Así pues, en contra de lo que aseveraba Mariasno en el Debate sobre el Estado de la Nación, la solución pasa por recentralizar. No hay otra opción ante el impulso centrípeto que las regiones perífericas adoptan en un cada vez más claro y contundente ataque al la unidad del Estado. El hecho es que el bipartidismo que tan bien funciona en Estados Unidos está agotado en España porque al no haber listas abiertas, el ciudadano no ve claro votar a un tipo que, para nada, está mirando por el bien de su provincia o comunidad. La regeneración politicástrica de España no reside cómo, erróneamente plantean los grandes partidos, en activar un Tribunal de Cuentas que mire por los casos de corrupción, en claro cachondeo en la misma cara del votante, sino en cambiar sistema electoral, abolir feudos nazimbéciles, igualar a todas las regiones de España en derechos y obligaciones y redistribuir el sistema económico, social y jurídico para que un español sea, siempre, igual a otro.

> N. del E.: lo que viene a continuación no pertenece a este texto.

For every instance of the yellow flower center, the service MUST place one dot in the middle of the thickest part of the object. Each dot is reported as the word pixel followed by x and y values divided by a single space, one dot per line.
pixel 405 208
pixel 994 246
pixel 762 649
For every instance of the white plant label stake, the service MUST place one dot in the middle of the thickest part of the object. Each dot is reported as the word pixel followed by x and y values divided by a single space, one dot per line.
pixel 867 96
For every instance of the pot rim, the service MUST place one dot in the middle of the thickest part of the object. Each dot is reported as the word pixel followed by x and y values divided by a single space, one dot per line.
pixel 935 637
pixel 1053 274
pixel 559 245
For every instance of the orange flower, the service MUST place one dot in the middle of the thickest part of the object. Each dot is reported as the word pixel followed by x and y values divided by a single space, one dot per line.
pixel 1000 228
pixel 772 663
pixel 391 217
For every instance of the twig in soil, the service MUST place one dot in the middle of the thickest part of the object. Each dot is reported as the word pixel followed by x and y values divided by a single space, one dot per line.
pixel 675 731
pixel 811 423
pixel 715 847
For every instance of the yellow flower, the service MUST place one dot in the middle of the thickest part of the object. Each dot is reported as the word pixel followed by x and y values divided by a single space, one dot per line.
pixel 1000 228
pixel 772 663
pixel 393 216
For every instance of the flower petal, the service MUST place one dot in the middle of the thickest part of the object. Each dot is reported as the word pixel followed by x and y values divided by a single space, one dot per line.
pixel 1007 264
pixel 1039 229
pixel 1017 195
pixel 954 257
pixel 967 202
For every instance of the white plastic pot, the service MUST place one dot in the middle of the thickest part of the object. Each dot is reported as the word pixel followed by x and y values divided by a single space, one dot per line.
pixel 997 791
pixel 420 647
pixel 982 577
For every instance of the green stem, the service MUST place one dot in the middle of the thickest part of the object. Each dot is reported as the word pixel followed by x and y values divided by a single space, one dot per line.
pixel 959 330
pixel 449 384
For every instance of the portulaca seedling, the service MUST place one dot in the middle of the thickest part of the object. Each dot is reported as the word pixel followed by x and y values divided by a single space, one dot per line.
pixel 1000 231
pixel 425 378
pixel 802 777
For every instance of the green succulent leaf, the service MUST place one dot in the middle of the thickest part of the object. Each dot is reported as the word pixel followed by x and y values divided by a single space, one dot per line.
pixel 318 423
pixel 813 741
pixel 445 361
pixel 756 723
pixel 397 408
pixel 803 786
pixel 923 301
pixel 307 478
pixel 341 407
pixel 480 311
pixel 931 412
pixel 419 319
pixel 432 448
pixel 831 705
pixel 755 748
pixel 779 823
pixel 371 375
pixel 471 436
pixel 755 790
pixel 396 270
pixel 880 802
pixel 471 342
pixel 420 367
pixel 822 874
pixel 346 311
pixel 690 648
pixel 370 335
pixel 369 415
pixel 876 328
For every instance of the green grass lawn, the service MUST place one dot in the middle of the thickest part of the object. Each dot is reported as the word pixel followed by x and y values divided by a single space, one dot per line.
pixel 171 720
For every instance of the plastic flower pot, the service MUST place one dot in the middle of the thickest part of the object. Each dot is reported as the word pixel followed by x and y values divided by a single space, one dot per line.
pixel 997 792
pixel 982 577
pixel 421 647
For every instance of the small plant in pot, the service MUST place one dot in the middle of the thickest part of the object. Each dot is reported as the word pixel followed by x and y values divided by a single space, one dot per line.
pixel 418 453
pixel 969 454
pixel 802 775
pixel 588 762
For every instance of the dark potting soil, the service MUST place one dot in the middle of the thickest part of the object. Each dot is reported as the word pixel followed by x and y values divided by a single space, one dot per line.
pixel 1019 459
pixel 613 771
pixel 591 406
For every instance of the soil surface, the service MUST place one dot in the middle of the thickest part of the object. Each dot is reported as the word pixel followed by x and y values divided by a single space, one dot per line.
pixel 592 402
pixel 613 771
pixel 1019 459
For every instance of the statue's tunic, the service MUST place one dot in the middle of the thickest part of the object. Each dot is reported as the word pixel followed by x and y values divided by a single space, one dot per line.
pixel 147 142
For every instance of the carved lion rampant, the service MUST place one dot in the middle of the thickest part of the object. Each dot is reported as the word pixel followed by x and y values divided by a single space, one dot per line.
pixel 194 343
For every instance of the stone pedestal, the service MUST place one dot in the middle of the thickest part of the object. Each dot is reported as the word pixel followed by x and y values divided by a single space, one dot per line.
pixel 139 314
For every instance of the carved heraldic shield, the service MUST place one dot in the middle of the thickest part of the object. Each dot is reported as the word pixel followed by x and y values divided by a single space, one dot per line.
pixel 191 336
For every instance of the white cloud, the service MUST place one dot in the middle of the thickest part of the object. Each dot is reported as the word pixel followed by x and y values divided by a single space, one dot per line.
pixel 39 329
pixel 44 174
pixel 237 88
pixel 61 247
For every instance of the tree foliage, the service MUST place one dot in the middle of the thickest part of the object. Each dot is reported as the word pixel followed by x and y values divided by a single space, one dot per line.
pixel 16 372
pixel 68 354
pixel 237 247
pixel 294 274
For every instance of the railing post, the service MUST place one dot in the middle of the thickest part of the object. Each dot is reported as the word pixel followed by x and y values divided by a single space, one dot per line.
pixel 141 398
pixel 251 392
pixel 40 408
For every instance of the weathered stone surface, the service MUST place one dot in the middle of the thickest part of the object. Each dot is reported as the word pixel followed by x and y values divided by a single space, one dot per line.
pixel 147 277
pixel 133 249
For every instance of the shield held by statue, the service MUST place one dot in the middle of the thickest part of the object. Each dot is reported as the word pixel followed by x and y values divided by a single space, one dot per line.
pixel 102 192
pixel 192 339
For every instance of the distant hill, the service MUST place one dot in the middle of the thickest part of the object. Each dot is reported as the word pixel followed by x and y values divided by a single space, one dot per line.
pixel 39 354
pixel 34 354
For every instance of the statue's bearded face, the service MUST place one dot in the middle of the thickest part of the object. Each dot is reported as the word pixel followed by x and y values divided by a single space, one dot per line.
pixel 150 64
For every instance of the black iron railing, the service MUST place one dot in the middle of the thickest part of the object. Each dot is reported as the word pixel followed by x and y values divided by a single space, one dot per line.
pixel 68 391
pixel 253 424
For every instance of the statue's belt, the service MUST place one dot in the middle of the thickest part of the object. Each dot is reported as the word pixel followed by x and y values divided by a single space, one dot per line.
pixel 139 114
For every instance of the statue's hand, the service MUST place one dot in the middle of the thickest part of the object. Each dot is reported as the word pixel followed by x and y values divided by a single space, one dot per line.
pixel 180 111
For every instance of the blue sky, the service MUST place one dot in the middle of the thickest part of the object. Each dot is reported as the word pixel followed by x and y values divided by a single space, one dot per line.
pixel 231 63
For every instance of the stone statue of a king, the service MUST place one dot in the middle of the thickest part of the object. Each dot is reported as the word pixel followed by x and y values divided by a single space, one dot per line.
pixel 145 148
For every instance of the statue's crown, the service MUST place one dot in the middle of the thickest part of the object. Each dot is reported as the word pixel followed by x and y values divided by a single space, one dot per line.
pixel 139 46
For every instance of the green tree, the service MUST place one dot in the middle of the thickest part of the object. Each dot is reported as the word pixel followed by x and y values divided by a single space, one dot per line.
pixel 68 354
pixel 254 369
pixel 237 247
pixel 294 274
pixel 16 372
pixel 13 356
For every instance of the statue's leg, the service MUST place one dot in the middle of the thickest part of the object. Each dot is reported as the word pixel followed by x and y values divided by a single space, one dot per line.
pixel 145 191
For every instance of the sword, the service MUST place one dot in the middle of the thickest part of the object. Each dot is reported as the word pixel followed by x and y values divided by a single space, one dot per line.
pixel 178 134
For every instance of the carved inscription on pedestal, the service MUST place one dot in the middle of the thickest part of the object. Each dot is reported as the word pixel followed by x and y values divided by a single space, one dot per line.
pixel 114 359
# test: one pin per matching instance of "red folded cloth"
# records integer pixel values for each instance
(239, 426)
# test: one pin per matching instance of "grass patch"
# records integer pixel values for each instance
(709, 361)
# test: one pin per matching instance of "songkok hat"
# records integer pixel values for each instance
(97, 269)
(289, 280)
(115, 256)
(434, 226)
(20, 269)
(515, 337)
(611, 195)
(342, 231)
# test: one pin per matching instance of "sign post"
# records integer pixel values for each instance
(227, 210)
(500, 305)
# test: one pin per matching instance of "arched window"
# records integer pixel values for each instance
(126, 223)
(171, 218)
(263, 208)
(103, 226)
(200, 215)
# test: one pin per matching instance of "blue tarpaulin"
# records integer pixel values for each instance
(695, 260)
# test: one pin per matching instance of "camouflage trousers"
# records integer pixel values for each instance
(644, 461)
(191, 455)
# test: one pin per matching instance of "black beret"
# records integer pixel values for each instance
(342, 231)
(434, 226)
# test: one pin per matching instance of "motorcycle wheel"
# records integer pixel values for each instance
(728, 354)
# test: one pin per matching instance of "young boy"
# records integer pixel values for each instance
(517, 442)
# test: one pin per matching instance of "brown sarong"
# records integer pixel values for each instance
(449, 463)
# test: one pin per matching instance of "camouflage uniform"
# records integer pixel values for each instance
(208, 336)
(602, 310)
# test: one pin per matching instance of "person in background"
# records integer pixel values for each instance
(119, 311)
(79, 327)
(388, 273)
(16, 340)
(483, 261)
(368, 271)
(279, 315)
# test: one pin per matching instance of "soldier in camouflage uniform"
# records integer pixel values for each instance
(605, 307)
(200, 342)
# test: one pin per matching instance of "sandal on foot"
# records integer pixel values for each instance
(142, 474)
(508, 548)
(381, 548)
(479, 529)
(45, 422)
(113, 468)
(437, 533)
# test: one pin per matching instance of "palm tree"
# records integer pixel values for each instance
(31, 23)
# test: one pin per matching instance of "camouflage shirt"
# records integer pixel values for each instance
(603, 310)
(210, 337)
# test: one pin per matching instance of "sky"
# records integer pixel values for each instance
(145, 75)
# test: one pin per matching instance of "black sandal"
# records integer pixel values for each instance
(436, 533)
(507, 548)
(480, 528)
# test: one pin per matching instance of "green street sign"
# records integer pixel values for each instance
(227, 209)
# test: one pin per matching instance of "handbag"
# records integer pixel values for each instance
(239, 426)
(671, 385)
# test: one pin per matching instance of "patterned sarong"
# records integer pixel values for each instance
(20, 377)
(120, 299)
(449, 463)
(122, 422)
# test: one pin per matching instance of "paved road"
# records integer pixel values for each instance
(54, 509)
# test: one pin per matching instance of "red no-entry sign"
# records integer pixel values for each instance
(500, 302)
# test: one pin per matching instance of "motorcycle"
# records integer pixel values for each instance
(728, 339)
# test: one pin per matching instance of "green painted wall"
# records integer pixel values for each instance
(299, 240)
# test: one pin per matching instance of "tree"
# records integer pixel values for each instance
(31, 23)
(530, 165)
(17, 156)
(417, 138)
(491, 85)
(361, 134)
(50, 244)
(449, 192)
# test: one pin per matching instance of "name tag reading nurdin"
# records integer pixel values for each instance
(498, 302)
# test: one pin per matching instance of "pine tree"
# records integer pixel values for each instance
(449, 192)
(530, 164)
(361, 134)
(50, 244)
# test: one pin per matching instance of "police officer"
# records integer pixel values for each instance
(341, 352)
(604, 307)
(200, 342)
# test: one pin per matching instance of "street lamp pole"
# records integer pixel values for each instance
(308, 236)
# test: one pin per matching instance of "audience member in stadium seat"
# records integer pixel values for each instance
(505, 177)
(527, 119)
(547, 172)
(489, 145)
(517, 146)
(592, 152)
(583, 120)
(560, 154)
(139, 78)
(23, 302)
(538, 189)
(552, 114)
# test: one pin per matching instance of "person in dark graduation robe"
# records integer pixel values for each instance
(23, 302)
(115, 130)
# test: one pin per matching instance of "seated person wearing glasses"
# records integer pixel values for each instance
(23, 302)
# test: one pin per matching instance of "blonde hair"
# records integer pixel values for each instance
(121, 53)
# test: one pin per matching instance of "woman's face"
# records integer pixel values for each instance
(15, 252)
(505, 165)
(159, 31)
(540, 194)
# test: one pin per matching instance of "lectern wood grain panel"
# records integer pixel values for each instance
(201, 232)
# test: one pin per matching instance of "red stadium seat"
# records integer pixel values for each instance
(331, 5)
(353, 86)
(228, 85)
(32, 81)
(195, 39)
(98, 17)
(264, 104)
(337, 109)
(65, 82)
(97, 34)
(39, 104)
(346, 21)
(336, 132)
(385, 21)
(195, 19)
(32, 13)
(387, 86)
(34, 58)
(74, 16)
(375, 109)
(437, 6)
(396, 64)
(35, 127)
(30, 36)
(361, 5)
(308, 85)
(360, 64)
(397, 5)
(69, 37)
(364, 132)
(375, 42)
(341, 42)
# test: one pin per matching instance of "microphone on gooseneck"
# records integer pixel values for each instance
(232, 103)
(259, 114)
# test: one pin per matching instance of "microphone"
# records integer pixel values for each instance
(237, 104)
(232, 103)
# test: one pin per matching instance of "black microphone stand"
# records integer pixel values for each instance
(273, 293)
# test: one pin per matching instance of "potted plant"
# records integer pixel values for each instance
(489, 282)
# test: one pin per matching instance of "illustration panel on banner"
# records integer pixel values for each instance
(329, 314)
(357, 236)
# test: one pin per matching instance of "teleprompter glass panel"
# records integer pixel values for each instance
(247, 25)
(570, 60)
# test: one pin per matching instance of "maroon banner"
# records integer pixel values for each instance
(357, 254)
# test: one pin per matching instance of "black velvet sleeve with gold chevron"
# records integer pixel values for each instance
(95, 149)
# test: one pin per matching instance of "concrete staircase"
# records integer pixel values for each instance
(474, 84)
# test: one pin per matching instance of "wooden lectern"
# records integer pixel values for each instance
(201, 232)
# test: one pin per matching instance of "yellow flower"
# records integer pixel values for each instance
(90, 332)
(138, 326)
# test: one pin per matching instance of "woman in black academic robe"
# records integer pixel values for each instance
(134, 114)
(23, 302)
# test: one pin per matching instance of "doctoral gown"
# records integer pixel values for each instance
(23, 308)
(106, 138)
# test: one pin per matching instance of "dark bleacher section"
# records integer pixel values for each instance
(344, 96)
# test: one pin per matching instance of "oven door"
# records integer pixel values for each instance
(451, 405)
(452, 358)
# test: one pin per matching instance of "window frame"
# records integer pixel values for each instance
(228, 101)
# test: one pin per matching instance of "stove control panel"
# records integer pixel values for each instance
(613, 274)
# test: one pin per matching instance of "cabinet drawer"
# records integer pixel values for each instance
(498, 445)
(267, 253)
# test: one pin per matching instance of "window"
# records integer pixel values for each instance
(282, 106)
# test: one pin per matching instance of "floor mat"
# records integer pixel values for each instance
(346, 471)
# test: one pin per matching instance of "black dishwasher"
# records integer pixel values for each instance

Pero cómo ya nos ha enseñado la Historia de forma patética en más de una ocasión, politicastros incapaces y pueblo analfabeto en una cultura democrática juegan en contra de los intereses de los segundos mientras que apuntalan los intereses de los primeros. Máxime cuando la situación en nuestro país o en cualquier estado hispánico se polariza en función de izquierdas, que maximizan de forma evidente la estafa al pueblo y derechas que se afanan en dejar de parecer conservadoras para aparecer, una y otra vez, cómo una opción acomplejada, llena de indecisión y que no se sabe si mira por el bien del país o por su hundimiento en función del aire que sople en cada momento. Por ello la confrontanción está tan polarizada y las mentalidades tan pervertidas que, por mucho tiempo que pase seguiremos viendo a una u otra opción cómo salvadora de una situación echada a perder hace años y que no se arreglará por sñi misma a base de, cómo hacemos ahora, ignorarla.
División conjunta.
Nos seguimos engañando si seguimos creyendo en un sistema que se resquebraja por momentos atado a la lucha de entidades que ya no miran por nosotros sino por sus propios intereses a nivel económico y de relaciones internacionales. La globalización nos ha mostrado que no sólo dependemos de nosotros mismos sino de multitud de variante en las que cada uno dependemos del resto del Mundo para seguir adelante. España se ha quedado retrasada, el proteccionismo, la intervención estatal y las medidas erróneas y a destiempo han implicado un desfase del que no podemos rehacernos con instituciones obsoletas, un régimen electoral más propio del caciquismo que de un estado moderno y por supuesto de un sistema constitucional al que nadie hace caso, con un poder judicial plenamente politizado e inútil, un parlamento cuya representación sólo sirve para hacer la hornada al Ejecutivo y un poder Ejecutivo que sólo haga lo que haga porque a él le parezca más. Dividir es un arte y, en España, lo hacemos divinamente.